Personalisation in customer experience is not about technology. It is about making someone feel recognised. The technology is just how you remember.

The Difference Between Personalisation and Using Someone's Name
Most companies think personalisation means inserting a first name into an email subject line. That is mail merge, not personalisation. Real personalisation means adjusting the experience based on what you know about the customer's behaviour, preferences, and history. It means showing a returning customer different options than a first-time visitor. It means not asking for information you already have.
When I work on personalisation strategies with clients, the first question is: what do you actually know about your customers, and where does that data live? Most companies collect far more customer data than they use. The information sits in a CRM, a POS system, an email platform, and a loyalty database, all disconnected. The customer tells the company the same thing four times across four channels and gets treated like a stranger each time.

Where Personalisation Produces Results
Recommendations That Make Sense
The simplest form of personalisation is recommending something based on past behaviour. A bookshop that knows you bought three history books should not recommend romance novels. An automotive service centre that knows your car is three years old should proactively suggest the maintenance package for your mileage bracket. This is not sophisticated AI. It is basic attention to customer data.
Communication That Respects the Relationship
A customer who has been buying from you for five years should not receive the same welcome email as someone who just signed up. A customer who called with a complaint yesterday should not get a marketing email today.

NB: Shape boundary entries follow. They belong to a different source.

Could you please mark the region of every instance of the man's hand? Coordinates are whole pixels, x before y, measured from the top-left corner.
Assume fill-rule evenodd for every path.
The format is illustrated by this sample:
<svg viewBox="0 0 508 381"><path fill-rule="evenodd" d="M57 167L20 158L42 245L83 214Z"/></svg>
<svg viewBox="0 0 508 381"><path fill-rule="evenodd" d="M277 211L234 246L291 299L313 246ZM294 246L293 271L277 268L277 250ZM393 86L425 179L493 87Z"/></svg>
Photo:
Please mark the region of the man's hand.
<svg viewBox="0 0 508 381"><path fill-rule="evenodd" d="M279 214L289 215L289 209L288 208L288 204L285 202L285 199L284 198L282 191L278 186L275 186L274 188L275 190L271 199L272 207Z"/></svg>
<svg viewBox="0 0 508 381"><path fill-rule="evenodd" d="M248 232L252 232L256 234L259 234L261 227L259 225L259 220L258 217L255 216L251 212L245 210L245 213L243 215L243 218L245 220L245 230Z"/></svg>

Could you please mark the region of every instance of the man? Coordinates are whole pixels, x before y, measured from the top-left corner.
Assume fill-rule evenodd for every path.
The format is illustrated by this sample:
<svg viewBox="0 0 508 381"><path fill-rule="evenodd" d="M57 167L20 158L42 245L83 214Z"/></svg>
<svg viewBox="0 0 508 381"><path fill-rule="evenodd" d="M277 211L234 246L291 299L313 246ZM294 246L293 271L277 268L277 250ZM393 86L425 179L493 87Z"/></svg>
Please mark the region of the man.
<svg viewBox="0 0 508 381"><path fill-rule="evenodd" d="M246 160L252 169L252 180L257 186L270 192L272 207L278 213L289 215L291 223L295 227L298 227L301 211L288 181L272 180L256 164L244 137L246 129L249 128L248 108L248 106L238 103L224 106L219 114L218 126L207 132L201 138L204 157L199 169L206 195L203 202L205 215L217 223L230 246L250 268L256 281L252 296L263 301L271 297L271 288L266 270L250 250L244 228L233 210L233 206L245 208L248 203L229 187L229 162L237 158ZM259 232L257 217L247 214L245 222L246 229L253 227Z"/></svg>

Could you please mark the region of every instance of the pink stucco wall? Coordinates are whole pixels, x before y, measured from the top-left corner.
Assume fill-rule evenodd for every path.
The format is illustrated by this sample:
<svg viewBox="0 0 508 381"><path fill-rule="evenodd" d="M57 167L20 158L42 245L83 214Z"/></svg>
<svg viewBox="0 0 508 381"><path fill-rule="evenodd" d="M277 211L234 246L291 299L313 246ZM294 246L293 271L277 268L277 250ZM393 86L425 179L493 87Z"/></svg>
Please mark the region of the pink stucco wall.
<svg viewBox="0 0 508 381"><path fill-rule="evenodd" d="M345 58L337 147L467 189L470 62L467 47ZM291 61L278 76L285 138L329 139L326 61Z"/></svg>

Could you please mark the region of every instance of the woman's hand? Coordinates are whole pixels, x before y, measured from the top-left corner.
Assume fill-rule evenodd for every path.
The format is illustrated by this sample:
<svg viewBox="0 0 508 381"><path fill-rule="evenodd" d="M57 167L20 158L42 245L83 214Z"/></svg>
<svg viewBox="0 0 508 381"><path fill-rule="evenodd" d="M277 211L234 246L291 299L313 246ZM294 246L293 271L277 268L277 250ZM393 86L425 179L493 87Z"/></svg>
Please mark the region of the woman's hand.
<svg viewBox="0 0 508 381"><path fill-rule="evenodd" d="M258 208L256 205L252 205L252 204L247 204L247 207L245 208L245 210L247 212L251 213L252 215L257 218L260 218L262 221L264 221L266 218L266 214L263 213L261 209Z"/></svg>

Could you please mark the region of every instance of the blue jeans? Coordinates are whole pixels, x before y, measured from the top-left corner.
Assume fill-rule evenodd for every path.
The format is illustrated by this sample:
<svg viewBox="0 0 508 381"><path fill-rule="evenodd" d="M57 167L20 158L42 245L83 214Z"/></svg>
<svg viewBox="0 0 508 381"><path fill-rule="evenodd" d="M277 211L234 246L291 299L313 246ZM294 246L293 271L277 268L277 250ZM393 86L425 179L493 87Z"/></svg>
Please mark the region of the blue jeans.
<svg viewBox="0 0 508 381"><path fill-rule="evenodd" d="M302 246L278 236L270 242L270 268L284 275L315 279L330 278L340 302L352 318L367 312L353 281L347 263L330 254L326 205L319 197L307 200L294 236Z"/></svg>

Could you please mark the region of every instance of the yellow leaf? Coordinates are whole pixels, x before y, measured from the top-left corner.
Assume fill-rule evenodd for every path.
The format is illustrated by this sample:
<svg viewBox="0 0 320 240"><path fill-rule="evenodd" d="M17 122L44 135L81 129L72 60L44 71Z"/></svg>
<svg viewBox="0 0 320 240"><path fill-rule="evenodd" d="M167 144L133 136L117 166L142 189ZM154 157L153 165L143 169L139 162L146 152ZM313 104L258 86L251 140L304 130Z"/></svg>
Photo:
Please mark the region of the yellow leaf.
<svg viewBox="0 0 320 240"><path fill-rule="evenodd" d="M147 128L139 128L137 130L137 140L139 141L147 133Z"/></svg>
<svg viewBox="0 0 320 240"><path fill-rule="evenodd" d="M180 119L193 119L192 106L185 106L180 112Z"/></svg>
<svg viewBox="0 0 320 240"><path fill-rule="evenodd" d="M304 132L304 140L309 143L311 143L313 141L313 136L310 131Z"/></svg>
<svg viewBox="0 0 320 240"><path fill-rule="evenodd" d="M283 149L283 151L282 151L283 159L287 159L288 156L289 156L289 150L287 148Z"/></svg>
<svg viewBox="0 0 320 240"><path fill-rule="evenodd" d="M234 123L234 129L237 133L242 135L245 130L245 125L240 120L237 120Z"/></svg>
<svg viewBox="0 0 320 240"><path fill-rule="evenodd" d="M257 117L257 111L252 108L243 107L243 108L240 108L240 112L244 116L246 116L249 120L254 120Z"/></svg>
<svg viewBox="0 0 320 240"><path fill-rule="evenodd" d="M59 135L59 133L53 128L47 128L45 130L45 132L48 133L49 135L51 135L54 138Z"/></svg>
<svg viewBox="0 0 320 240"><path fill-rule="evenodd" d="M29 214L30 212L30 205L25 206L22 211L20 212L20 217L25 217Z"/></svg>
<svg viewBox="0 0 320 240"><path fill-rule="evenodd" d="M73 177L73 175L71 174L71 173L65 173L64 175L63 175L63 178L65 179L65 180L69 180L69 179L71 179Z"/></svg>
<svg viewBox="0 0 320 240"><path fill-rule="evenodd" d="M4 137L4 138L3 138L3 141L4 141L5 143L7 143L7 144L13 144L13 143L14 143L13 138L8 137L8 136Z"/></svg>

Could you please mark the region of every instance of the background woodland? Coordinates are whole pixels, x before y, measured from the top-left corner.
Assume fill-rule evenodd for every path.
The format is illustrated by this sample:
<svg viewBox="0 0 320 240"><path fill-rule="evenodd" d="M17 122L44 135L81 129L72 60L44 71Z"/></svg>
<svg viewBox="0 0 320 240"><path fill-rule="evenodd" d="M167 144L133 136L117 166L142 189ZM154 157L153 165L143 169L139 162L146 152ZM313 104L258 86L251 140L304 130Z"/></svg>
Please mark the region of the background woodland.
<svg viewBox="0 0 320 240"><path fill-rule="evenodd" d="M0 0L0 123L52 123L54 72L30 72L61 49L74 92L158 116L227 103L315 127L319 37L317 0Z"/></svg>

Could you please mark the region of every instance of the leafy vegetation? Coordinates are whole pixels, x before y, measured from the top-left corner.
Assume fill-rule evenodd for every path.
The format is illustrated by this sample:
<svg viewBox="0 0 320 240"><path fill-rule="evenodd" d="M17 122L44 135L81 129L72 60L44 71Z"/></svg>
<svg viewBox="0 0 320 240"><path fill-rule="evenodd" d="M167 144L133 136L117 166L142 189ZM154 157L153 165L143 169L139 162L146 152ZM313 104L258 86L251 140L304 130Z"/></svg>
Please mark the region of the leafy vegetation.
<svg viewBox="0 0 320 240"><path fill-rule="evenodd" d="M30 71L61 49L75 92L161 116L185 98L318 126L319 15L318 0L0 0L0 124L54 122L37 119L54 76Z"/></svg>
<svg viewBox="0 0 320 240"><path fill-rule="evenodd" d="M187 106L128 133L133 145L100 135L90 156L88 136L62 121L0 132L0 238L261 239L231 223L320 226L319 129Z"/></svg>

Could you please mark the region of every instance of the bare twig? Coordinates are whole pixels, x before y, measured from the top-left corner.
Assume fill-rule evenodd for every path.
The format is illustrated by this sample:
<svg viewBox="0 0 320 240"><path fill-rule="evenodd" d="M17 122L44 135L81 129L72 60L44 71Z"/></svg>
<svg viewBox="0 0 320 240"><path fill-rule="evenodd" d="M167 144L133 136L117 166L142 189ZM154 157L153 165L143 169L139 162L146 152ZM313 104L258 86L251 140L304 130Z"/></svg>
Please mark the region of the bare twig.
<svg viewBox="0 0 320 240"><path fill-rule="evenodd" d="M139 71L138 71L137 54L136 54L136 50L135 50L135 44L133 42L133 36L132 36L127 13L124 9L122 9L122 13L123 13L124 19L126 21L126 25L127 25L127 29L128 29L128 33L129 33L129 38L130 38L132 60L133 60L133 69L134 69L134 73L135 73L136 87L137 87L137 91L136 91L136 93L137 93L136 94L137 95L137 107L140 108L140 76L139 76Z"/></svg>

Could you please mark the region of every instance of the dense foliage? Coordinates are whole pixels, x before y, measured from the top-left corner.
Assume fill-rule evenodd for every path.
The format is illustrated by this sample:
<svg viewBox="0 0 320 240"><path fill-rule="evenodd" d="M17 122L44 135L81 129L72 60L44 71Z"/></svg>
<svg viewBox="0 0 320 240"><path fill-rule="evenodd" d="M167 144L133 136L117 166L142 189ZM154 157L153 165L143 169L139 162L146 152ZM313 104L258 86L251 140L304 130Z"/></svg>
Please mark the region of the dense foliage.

Timing and context are forms of personalisation that cost nothing except awareness.

Journey Stages, Not Demographics
The most effective personalisation I have seen is based on where someone is in their customer journey, not their age or gender. A first-time visitor to your website needs trust signals and social proof. A returning visitor who has looked at the same product three times needs a reason to commit. A loyal customer needs recognition and preferential treatment. Each of these requires a different message, different content, and different call to action.
At Dallal, we think about personalisation through the lens of property search behaviour. Someone who has saved five apartments in Salmiya does not need to see villas in Jahra. Someone who has been searching for three months is further along in their decision than someone who started yesterday. The experience adapts to what the user's behaviour tells us, not to a generic profile.

Start With What You Have
Companies delay personalisation because they think it requires a massive technology investment. It does not. If you have a customer list with purchase history, you can segment it manually. If you have a CRM with notes from past interactions, you can use those notes. If you have a website with analytics, you know which pages people visit most and can adjust accordingly.
The London hotel that personalised my check-in did not use AI. They used a guest profile system that recorded preferences from previous stays. A staff member read the profile before I arrived. That is technology in service of a human interaction, which is what great customer experience looks like. The tool enabled the moment. The person delivered it.